People & Power

Egypt: The Future Awaits

People & Power travels to Egypt to see how the April 6th activists have been faring since Mohamed Morsi’s election.

It has been 20 months since the revolution that toppled Hosni Mubarak, Egypt’s president, and four months since his successor was elected. But when the Muslim Brotherhood’s Mohamed Morsi became the country’s first democratically elected head of state on June 24, 2012, there were still many grievances outstanding.

For over one year, activists who flooded Cairo’s Tahrir Square at the outset of the Arab awakening, had been forced to return time and again to keep the pressure on the country’s interim military rulers to hold an election.

In the meantime many of the issues that had first brought them onto the streets in January 2011 – a crumbling economy, corruption and political repression high among them – were still a long way from being resolved.

Even as Morsi became president it was clear that many secular and liberal Egyptians had voted for him only because he was marginally more palatable than the alternative, Ahmed Shafiq, an army man who had been Mubarak’s last prime minister. The anxiety uppermost in the secularists’ minds – if not those of Morsi’s equally passionate Muslim Brotherhood supporters – was whether he would be principally concerned with taking the country down an Islamist path or if he would focus his energies on uniting the country and dealing with the problems that had beset Egypt for so long.

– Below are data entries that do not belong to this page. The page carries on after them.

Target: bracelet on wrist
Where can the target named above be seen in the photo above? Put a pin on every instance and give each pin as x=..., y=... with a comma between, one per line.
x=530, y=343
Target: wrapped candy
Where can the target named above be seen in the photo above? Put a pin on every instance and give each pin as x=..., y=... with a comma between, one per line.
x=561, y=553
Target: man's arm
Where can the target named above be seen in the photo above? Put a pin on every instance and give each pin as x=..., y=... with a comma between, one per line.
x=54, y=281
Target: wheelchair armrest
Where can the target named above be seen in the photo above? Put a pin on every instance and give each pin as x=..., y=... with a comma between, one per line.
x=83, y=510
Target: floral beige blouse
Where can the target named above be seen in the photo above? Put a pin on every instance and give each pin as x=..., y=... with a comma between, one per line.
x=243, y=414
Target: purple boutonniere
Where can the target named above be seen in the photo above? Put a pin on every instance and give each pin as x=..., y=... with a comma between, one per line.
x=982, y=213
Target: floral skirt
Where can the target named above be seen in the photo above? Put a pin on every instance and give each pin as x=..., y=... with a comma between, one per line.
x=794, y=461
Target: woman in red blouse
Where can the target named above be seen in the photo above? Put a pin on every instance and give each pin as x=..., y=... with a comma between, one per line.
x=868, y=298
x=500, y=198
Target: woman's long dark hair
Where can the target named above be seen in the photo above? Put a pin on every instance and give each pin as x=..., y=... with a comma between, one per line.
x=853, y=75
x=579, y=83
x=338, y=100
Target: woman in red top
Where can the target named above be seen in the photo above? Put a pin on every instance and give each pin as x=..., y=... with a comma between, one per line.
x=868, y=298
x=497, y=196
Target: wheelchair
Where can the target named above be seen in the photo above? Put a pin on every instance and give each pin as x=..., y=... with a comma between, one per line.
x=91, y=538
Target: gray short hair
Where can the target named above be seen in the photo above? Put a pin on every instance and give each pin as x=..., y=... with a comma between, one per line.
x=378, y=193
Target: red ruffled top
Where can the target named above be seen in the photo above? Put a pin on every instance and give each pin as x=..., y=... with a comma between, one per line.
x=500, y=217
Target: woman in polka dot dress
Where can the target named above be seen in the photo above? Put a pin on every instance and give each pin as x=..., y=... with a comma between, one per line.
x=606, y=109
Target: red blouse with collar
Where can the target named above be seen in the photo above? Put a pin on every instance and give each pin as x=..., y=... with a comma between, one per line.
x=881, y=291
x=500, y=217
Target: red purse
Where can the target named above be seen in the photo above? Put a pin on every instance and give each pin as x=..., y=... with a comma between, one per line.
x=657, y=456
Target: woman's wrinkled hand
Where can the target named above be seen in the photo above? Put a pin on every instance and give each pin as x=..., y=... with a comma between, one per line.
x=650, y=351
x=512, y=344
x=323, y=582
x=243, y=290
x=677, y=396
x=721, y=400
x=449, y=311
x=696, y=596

For the last two years, People & Power has been following one key group of activists through the uprising and its aftermath. The predominantly secular April 6th youth movement was instrumental in mobilising some of the first mass demonstrations in Tahrir Square last year and ever since, led by one of its founders, Ahmed Maher, its followers have sought to protect the revolution they helped to bring into being.

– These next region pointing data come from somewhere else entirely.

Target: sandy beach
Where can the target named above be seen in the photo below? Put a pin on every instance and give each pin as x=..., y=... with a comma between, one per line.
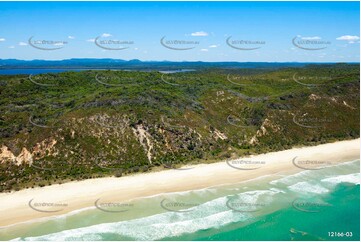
x=15, y=208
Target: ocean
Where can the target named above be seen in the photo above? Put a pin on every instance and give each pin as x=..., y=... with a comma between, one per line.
x=319, y=204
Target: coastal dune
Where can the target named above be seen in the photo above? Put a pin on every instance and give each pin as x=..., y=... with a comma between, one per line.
x=30, y=204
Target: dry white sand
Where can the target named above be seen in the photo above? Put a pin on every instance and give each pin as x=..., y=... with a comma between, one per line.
x=14, y=207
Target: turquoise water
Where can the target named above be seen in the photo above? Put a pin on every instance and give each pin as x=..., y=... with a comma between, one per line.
x=303, y=206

Determinedly non-violent and driven more by a desire for change and democracy than by a specific unifying political ideology, they played an important role – through their ability to help generate massive numbers in the centre of Cairo – in bringing about the election this summer and keeping pressure on the Military Council, a lurking presence behind the scenes. But then they were faced with a choice: Who exactly to back in the poll? After considerable internal debate, and not a little dissent from among their ranks, they chose Morsi because he was not the de facto candidate of the old regime – though with some reservations about what it would mean for the country’s future.  

We have now gone back to Egypt to find out how they have been faring since Morsi’s election and to see whether the compromises that come with a fledging post-revolution democracy have been worth making. As our filmmakers (Karim Shah, Eva Dadrian and Elizabeth Jones) discovered, over the last few months there have been some successes. Ahmed Maher, for example, found himself appointed to the Constitutional Assembly, charged with drawing up a new political map for the country.

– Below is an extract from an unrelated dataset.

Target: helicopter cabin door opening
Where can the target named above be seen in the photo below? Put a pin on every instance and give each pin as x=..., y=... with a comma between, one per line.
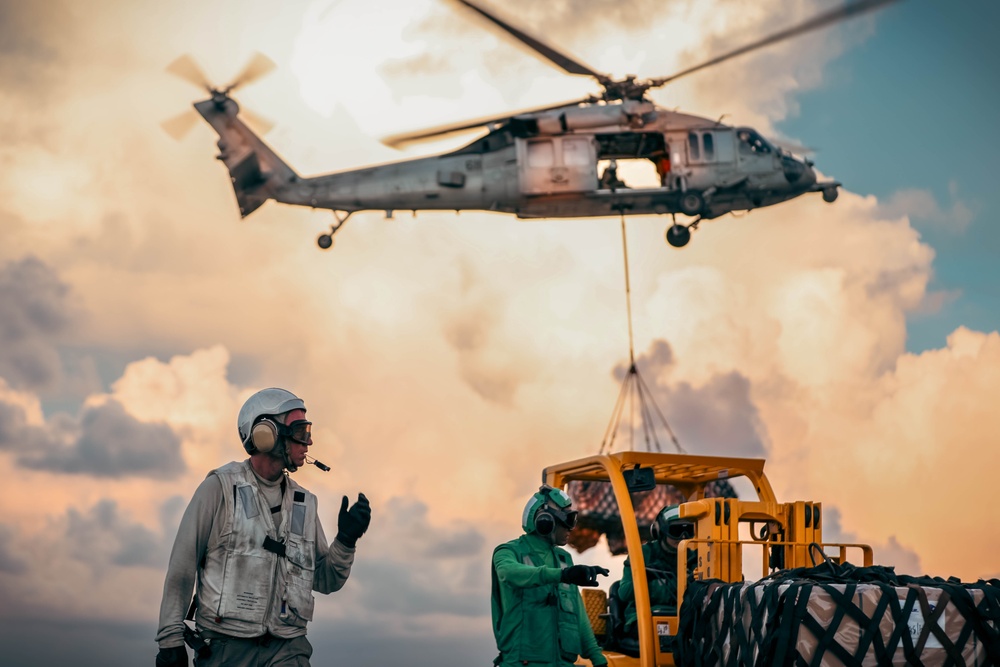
x=708, y=157
x=554, y=165
x=632, y=160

Meanwhile, April 6th activists have continued to maintain a presence on the streets, sometimes through protests, sometimes by demonstrating their newfound freedoms in street corner debates and recruiting new members to the cause. But the situation remains tense. There has been little attempt yet by the new government to bring to justice many of the senior figures behind the violent attempted crackdowns of protestors last year – which is a key April 6 ambition.

Maher has struggled to get his voice heard in the assembly, from which a number of other secular delegates have already withdrawn in protest at moves by ultra-conservative Salafists to introduce Sharia. He clings on in the belief that the interests of the country’s youth have to be represented, but some of his colleagues are more disillusioned – their voices becoming more strident, their patience at the slow pace of economic and political improvement wearing a little thinner every day.

Egypt’s future beckons, but as yet it is still uncertain what it holds.